# Ensembles Classifiers using Trees on the Loan Dataset

In this notebook we apply several ensemble methods to the loan dataset we used in other examples.

First we load all the required libraries.

In [1]:
import numpy as np
import pandas as pd
import matplotlib.pyplot as plt

# Constructs a new estimator with the same parameters.
# Clone does a deep copy of the model in an estimator 
# without actually copying attached data. It yields a 
# new estimator with the same parameters that has not 
# been fit on any data.
from sklearn import clone 

from sklearn.datasets import load_iris
from sklearn.ensemble import (RandomForestClassifier, AdaBoostClassifier,BaggingClassifier)
from sklearn.neighbors import KNeighborsClassifier
from sklearn.linear_model import LogisticRegression
from sklearn.ensemble import VotingClassifier

from sklearn.model_selection import StratifiedKFold
from sklearn.model_selection import cross_val_score
from sklearn.tree import DecisionTreeClassifier

%matplotlib inline
%config InlineBackend.figure_format = 'retina'

Next we define some of the parameters required to run the experiments like the number of estimators used in each ensembles and the random seed to be able to reproduce the results.

In [2]:
# Number of estimators used in each ensemble
n_estimators = 30

# Set the random seed to be able to repeat the experiment
random_seed = 42 

Load the loans dataset, define the variable $y$, and the input variables $x$

In [3]:
loans = pd.read_csv('LoansNumerical.csv')
target = 'safe_loans'
features = loans.columns[loans.columns!=target]

x = loans[features]
y = loans[target]

Set the models to be compared
- Simple Decision Tree
- Bagging
- Random Forest
- AdaBoost

In [4]:
models = {'Decision Tree':DecisionTreeClassifier(),
          'Bagging':BaggingClassifier(DecisionTreeClassifier(),n_estimators=n_estimators),
          'Random Forest':RandomForestClassifier(n_estimators=n_estimators),
          'Ada Boost':AdaBoostClassifier(DecisionTreeClassifier(),n_estimators=n_estimators)}

For each model, we apply 10-fold stratified crossvalidation and compute the average accuracy and the corresponding standard deviation

In [None]:
folds = StratifiedKFold(n_splits=5,shuffle=True,random_state=random_seed)
scores = {}
for model_name in models:
    clf = models[model_name];
    score = cross_val_score(clf,x,y,cv=folds)
    scores[model_name]=(np.average(score),np.std(score))
    print('\t%26s\t%.3f +/- %.3f'%(model_name,scores[model_name][0],scores[model_name][1]))

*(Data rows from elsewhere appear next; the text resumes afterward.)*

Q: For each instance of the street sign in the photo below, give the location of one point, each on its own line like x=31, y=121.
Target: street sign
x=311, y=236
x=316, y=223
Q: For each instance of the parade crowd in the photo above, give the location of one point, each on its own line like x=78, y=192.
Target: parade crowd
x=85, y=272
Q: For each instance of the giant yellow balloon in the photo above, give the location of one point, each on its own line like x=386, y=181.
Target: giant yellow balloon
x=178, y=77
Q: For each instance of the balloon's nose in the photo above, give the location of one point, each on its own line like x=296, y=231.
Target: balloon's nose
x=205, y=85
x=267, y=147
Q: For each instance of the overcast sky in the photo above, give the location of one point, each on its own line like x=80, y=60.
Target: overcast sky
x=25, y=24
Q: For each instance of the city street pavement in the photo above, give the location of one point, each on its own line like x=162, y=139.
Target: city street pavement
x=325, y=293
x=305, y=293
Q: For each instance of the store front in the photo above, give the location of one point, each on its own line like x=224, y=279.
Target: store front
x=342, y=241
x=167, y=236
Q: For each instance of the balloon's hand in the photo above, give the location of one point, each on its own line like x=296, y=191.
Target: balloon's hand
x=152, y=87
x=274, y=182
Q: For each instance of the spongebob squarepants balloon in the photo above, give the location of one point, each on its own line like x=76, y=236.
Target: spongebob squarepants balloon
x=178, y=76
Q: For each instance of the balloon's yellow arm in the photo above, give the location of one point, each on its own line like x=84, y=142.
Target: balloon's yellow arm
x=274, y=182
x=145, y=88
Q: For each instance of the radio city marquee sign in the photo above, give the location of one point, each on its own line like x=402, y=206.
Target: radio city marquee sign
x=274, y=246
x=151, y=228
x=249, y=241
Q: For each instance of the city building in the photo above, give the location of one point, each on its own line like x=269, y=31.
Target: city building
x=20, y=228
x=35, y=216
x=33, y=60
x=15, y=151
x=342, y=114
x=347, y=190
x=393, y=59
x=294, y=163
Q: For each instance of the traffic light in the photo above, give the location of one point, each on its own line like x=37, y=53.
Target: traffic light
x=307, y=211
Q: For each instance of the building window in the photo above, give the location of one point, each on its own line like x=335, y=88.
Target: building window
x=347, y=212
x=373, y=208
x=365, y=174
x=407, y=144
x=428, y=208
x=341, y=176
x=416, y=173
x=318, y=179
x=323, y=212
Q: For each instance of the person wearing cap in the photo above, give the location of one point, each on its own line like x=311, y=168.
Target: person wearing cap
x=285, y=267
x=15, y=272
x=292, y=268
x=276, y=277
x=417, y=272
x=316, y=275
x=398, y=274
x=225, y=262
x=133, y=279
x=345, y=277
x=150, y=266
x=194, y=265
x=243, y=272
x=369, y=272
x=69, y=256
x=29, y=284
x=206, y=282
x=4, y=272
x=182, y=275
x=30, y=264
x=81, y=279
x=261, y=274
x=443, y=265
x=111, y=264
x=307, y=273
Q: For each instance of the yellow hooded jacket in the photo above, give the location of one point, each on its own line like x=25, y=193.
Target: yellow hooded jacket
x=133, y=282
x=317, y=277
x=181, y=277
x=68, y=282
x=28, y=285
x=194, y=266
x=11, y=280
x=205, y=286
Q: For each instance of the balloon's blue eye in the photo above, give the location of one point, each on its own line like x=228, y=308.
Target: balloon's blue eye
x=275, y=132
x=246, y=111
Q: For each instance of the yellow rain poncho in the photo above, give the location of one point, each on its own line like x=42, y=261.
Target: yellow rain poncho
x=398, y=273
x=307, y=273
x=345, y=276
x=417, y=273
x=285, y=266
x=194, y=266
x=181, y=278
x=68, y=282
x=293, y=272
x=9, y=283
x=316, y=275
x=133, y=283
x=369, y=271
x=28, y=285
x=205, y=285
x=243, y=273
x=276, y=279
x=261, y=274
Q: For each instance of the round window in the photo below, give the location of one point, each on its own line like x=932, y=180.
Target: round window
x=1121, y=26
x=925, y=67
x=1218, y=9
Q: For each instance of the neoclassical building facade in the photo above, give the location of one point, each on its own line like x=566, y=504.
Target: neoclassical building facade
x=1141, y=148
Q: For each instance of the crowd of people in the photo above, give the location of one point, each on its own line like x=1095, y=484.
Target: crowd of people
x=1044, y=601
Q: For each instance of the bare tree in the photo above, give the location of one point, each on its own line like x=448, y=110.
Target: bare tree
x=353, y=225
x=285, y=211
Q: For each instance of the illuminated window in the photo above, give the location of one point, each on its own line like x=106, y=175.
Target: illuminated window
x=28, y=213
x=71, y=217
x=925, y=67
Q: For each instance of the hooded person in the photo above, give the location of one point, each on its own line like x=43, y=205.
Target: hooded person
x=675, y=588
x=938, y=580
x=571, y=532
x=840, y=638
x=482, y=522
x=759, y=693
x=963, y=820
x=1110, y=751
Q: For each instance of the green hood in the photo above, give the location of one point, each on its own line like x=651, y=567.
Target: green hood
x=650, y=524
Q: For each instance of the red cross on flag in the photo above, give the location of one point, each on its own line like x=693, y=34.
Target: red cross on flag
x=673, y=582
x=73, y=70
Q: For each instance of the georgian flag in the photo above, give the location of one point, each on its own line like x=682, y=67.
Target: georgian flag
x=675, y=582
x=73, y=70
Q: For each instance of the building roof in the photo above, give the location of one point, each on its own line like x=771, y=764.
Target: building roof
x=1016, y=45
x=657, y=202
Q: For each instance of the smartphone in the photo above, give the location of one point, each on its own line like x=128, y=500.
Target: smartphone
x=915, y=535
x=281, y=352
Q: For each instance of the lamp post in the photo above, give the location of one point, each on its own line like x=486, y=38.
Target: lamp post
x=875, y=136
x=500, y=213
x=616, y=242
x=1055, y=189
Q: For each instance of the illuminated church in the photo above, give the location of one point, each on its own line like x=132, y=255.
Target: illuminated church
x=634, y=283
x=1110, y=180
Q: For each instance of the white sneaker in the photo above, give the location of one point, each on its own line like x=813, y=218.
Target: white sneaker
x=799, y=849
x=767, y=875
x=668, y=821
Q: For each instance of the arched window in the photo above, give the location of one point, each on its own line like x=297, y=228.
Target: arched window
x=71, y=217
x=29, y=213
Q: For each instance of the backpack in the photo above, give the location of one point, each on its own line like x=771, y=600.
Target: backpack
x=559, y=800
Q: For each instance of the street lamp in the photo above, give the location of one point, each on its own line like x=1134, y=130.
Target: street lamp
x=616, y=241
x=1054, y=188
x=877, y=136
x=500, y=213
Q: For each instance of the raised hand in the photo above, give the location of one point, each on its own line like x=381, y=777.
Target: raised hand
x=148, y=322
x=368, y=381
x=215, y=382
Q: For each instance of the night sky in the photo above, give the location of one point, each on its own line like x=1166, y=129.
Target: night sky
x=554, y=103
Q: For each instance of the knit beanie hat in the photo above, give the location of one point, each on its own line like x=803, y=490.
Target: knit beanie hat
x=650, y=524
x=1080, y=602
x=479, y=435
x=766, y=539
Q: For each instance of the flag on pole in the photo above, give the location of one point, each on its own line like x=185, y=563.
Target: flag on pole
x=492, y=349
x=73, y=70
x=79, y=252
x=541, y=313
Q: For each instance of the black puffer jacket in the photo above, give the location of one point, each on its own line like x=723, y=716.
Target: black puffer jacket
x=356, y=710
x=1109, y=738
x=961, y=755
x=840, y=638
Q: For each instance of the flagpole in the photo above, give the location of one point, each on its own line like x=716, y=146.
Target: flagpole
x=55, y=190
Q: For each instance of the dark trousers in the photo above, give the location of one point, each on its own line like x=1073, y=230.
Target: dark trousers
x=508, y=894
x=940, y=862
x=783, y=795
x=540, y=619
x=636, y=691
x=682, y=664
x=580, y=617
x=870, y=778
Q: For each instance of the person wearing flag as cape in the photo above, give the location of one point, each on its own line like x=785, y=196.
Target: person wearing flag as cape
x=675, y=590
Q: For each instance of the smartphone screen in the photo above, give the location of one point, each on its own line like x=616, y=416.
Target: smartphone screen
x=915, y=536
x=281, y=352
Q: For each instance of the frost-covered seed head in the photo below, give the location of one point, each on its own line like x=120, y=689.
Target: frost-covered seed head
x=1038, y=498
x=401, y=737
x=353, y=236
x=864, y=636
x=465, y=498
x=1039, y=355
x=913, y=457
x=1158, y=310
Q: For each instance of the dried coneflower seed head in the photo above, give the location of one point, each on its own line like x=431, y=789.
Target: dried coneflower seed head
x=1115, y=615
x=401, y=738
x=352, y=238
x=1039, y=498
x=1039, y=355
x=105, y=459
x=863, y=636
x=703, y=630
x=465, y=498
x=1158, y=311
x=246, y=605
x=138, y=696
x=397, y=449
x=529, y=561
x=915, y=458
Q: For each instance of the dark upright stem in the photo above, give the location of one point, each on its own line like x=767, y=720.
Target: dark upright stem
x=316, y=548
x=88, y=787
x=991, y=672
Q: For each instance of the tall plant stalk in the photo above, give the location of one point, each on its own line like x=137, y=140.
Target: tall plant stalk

	                   Bagging	0.814 +/- 0.001
	                 Ada Boost	0.728 +/- 0.002
	             Random Forest	0.817 +/- 0.001
	             Decision Tree	0.728 +/- 0.002


## Variable Importance
Ensembles generate models that are difficult to analyze but provide interesting ways to score the variable used by all the models in the ensembles. First, we fit each ensemble,

In [None]:
fitted = {}
for model_name in models:
    model = clone(models[model_name])
    score = model.fit(x,y)
    fitted[model_name] = (model,score,model.feature_importances_)

Then we plot the variable importances

In [None]:
plot_idx = 1
plt.figure(figsize=(10,20))
for model_name in fitted:
    plt.subplot(4,1,plot_idx)
    importances = fitted[model_name][2]
    indices = np.argsort(importances)[::-1]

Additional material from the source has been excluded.